4.3. The Budget 2017 has reduced the limit for maintaining the details of donors from Rs 20,000 to Rs 2,000. This proposal along with a ban on donation exceeding Rs 2,000 (discussed later) will considerably bring down the possibility of routing black money for the political funding.
4.4. Recently, in Common Cause [TS-22-SC-2017] ruling, the Supreme Court held that the political parties have to file the return of income and the Government should appoint an enquiring body to monitor compliance. Ramification of such ruling is thereby validated by the Finance Bill, 2017.
4.5. Let us assume if a political party accepts donation in cash exceeding Rs 2,000 even in a single case, it would lose the exemption under Section 13A for the relevant year. Considering the wordings of Section 13A, the eligibility is to be tested for each assessment year separately. Thus, such political party (in our example), will not lose tax-exemption perpetually, but only for the relevant year.

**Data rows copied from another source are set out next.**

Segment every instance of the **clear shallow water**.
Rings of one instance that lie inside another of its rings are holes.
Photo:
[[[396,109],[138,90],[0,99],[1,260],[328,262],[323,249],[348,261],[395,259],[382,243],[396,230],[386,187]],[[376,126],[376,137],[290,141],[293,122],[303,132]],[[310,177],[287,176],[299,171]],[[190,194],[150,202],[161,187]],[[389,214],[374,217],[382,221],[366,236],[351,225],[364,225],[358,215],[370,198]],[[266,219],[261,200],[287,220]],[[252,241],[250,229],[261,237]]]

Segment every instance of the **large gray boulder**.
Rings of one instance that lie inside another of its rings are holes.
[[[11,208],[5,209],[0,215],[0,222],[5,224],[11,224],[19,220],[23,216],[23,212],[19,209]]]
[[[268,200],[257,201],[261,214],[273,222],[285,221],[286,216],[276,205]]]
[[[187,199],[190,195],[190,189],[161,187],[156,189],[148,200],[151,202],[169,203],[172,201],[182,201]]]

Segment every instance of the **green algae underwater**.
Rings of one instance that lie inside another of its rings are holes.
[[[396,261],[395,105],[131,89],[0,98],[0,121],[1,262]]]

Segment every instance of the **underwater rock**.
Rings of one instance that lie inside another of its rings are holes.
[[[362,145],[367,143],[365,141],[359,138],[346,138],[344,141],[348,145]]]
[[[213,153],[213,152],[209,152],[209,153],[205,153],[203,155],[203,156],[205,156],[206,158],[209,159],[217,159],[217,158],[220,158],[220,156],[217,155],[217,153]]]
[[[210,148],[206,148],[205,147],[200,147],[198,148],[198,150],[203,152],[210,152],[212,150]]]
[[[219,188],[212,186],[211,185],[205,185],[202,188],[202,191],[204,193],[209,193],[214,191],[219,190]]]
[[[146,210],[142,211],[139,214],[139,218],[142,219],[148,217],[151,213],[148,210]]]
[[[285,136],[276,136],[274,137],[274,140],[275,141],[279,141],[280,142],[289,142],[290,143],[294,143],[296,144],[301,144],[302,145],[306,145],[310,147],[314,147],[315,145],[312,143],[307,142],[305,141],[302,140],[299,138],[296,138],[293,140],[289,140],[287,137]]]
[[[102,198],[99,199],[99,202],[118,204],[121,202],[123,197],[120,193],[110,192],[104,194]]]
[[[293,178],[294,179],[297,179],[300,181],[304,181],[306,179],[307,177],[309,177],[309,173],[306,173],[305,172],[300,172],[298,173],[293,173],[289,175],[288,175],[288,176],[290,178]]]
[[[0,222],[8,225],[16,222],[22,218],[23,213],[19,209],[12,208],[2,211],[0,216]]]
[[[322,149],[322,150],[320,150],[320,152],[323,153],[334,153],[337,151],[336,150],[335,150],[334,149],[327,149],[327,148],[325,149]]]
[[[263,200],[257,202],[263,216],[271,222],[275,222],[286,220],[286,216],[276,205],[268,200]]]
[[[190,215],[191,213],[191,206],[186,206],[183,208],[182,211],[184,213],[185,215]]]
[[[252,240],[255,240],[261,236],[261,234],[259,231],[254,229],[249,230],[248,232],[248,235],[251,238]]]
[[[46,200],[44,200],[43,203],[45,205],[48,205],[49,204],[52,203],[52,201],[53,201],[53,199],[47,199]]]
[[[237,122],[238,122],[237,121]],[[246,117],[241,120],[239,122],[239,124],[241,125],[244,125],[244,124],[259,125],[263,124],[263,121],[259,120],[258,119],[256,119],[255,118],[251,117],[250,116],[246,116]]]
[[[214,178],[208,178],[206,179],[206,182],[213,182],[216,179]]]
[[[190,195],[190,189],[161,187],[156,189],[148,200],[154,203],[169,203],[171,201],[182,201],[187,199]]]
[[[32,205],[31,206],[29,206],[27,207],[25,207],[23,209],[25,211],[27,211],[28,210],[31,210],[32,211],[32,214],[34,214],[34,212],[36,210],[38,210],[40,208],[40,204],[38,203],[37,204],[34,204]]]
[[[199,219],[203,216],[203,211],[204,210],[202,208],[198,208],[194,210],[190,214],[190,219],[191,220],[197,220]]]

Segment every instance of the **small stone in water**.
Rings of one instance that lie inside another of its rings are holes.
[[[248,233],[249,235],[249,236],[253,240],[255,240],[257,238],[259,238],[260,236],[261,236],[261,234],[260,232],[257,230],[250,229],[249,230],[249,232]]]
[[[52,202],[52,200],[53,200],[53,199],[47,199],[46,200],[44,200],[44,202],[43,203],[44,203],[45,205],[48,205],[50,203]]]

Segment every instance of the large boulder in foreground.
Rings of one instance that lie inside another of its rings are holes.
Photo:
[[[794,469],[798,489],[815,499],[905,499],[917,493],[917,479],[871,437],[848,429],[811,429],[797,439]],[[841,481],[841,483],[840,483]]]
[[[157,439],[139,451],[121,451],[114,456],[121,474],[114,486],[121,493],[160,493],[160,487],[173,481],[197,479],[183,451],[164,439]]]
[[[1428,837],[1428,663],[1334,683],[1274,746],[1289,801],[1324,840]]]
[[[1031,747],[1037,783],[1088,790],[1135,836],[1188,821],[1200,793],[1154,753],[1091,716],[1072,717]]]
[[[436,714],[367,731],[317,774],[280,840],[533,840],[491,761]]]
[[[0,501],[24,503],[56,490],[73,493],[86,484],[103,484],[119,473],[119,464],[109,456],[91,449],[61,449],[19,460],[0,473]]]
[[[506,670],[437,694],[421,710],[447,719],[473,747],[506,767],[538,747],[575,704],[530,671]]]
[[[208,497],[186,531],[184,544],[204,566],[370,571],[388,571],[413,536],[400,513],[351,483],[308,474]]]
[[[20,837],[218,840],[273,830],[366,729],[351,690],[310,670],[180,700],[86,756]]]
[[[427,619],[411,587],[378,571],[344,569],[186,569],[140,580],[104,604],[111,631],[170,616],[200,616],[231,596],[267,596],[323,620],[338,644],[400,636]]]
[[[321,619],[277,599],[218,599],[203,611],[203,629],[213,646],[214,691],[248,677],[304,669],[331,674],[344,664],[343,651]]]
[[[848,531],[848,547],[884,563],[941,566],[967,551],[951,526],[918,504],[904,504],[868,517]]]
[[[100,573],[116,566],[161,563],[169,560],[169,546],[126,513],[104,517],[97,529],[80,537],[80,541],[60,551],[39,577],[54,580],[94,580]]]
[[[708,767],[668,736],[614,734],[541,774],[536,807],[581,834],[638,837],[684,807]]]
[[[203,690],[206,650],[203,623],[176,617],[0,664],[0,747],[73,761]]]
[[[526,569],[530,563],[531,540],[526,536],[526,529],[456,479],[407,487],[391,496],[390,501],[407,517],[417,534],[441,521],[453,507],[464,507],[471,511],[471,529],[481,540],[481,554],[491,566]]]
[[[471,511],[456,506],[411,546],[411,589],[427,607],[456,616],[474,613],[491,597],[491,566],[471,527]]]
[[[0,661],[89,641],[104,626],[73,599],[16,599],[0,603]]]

4.6. Then, there are few interesting court rulings rendered in the last one year, which deal with tax exemption to political parties. The Delhi High Court had denied tax exemption to Indian National Congress (INC) [TS-5167- HC-2016(DELHI)-O], for AY 1994-95, for flouting audit report conditionality. Janata Party was similarly denied exemption for violating Section 13A conditions [TS-5169- HC-2016(DELHI)-O]. Separately, the Supreme Court vide order dated 11th January 2017 dismissed a writ petition with a plea to declare the Sections 13A and 29 of the Representation of People Act giving 100 % exemption to political parties as unconstitutional with an observation: Political parties need public fund to project their ideologies and there is no wrong with the policy to exempt them under the Income-tax Act. It’s an executive action and doesn’t violate the constitution.

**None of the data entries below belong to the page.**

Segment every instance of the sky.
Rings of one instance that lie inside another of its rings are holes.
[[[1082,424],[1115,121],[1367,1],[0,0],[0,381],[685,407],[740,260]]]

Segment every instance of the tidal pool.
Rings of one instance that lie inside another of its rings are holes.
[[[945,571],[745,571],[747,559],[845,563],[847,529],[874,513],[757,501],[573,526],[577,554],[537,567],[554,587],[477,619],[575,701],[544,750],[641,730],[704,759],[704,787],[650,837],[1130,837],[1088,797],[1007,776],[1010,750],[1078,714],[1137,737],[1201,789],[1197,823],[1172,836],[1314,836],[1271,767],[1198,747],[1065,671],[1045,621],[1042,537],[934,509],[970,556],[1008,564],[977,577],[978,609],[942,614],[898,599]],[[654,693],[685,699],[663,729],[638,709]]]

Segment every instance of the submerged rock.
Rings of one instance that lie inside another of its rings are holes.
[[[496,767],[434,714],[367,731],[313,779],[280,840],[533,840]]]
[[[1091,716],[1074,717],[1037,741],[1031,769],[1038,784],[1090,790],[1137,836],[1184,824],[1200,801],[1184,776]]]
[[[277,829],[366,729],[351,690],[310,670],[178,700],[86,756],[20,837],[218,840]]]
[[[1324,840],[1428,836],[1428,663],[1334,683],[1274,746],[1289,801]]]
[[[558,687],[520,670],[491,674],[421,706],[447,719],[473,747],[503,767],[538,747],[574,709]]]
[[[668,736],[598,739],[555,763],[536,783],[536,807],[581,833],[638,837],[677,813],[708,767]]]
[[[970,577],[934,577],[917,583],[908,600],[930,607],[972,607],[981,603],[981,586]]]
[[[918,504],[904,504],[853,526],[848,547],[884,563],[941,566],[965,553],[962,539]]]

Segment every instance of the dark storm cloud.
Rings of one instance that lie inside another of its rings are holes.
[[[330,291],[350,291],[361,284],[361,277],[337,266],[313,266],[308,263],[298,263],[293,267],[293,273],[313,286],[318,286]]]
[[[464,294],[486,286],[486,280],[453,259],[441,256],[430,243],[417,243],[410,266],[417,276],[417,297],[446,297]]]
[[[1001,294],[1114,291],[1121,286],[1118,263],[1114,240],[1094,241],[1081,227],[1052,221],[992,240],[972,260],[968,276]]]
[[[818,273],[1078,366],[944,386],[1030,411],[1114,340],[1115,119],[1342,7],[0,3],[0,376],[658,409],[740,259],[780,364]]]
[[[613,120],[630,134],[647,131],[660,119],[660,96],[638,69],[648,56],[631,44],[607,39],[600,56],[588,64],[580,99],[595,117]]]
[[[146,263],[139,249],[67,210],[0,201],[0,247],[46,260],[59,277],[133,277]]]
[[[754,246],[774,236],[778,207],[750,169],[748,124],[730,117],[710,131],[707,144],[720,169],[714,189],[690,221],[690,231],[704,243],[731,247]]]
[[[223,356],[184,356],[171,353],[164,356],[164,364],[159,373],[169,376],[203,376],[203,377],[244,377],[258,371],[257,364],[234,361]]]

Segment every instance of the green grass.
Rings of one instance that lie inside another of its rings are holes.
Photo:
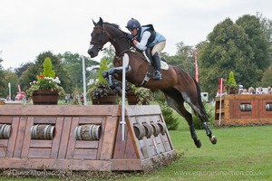
[[[197,148],[190,138],[186,121],[180,121],[178,130],[170,131],[174,148],[180,158],[169,167],[151,174],[131,173],[124,178],[112,176],[112,180],[169,181],[169,180],[271,180],[272,126],[212,128],[218,143],[212,145],[205,130],[197,130],[202,147]],[[88,178],[88,177],[87,177]],[[66,180],[86,180],[73,176]],[[0,177],[0,180],[9,180]],[[28,178],[36,180],[40,178]],[[44,178],[42,178],[44,179]],[[104,180],[108,180],[107,179]],[[23,180],[23,178],[13,178]],[[50,179],[57,180],[57,179]],[[92,180],[102,180],[101,177]]]

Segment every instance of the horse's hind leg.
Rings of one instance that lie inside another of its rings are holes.
[[[218,139],[215,136],[212,136],[212,132],[209,129],[209,123],[208,123],[208,121],[206,121],[208,119],[207,116],[204,116],[204,117],[199,116],[199,117],[200,117],[201,120],[204,120],[203,126],[206,130],[206,135],[209,137],[210,142],[215,145],[218,142]]]
[[[166,96],[168,105],[173,108],[180,116],[182,116],[186,119],[189,127],[191,138],[194,140],[196,147],[200,148],[201,142],[198,138],[195,127],[192,121],[192,116],[185,109],[183,104],[184,100],[181,95],[177,93],[176,91],[164,91],[164,94]],[[179,100],[179,102],[177,100]]]

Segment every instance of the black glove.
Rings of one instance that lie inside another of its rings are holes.
[[[132,34],[127,34],[127,39],[130,41],[132,41],[134,39],[134,37],[132,36]]]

- 5. Restrictions on cash donation
Section impacted: 80G
5.1. It is proposed to amend the Section 80G to provide that no deduction shall be allowed in respect of donation of any sum exceeding Rs 2,000 (reduced from Rs 10,000 pre-budget scenario) unless such sum is paid by any mode other than cash.

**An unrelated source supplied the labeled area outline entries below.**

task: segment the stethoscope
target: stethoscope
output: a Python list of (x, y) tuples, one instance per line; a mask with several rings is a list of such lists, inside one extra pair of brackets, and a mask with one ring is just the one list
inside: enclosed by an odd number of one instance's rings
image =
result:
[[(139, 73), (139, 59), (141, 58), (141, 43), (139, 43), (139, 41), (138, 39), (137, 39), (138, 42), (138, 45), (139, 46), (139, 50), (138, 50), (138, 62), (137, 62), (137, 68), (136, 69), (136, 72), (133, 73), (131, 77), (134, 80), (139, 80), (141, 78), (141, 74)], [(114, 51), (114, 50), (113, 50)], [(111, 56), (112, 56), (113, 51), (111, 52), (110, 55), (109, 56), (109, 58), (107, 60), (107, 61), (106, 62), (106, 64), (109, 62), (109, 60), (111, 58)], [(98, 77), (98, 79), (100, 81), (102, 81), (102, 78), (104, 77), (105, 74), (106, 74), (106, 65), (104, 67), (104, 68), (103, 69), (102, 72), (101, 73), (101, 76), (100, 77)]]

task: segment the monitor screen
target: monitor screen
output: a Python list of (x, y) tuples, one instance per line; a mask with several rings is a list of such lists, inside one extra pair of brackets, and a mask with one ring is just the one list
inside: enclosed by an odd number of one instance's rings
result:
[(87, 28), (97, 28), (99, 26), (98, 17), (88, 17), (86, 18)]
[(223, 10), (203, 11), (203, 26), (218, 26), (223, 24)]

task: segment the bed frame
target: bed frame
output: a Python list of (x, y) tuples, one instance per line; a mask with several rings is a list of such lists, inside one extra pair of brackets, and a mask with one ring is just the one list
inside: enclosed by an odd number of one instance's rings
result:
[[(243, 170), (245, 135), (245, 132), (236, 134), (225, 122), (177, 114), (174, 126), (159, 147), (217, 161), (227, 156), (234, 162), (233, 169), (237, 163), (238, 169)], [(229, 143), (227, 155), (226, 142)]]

5.2. The amendment has been introduced in order to provide cash-less economy and transparency. The amendment shall be applicable from FY 2017-18, i.e. AY 2018-19.
Less-cash economy will be a reality only with a change of mindset of our fellow citizens to not using cash for day-to-day transactions. This will be possible only with consistent positive experience with banking or digital payment channels. Tax incentives in this context are a very small part of overall policy initiatives and the Government should continue to focus on building banking and digital infrastructure.